The camera package for The Artist's Journey was an impressive array of 65mm gear, including Panavision's Hand-Holdable System 65 with the flicker-free, semi-silvered, fixed reflex mirror; a Panavision Studio 65; two Arriflex 765s, and a CP65, which traveled with the production to shoot Brown and his band against a greenscreen in Geogia. Toto carried the Panavision rectilinear lens series, as well as 19mm and 24mm fish-eye lenses. Also in the package was a 30mm Arriflex lens, which was not rectilinear and had a fish-eye quality to it. Toto explains, "One of the bizarre things with the lenses on this show is that, due to the curvature of the screen and the short distance from the projector to the screen, the fish-eye lenses actually look normal. We did intensive testing with Digital Domain and shot a curvature chart for every lens, so that when they do digital compositing, they can build in whatever distortion they need to match the specific lens that the plate was shot with." Another concern in dealing with extreme projection size was that any inadvertent camera movement, even the slightest bump, is extremely jarring when the onscreen image takes up most of the audience's peripheral vision. "No matter what size lens you're using, everything is really amplified in 65mm as compared to 35mm. Even though this is a simulator-ride film, any little camera bumps can really ruin a shot, so when we did our big Cablecam shots, I brought in a gyrostabilizer as an extra insurance policy against any unwanted movements. Fortunately, the Cablecam was so steady I didn't need it."
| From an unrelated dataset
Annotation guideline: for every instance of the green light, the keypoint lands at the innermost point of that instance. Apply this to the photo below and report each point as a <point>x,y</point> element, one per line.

The Funk Concert of the Millennium portion of the presentation was shot at the Great Western Forum in Inglewood, California. Again, both 65mm and Super 35 were shot side by side. Toto turned to theatrical lighting designer Richard Ocean to bring the color palette created on the Paramount backlot to life on stage. The design - which centered around a collection of concentric, circular trusses arranged in an inverted-tier pattern, with each of the circular sections able to telescope out from one another on chain-lifts - incorporated eight Turbolight Cyberlights, 12 Varilite VL4s, 16 VL6s, and 16 Syncrolite 7K and 24K 3K automated Xenon sources, among other units.

In addition to performing greenscreen compositing, crafting 3-D CGI effects and re-creating the young Brown's face, Digital Domain served as the facility for digital color timing for the "Funk Blast" project. All of the film was scanned into the firm's SGI workstations at 4K resolution, completely color timed digitally, and output via laser to 65mm internegative stock within the facility walls.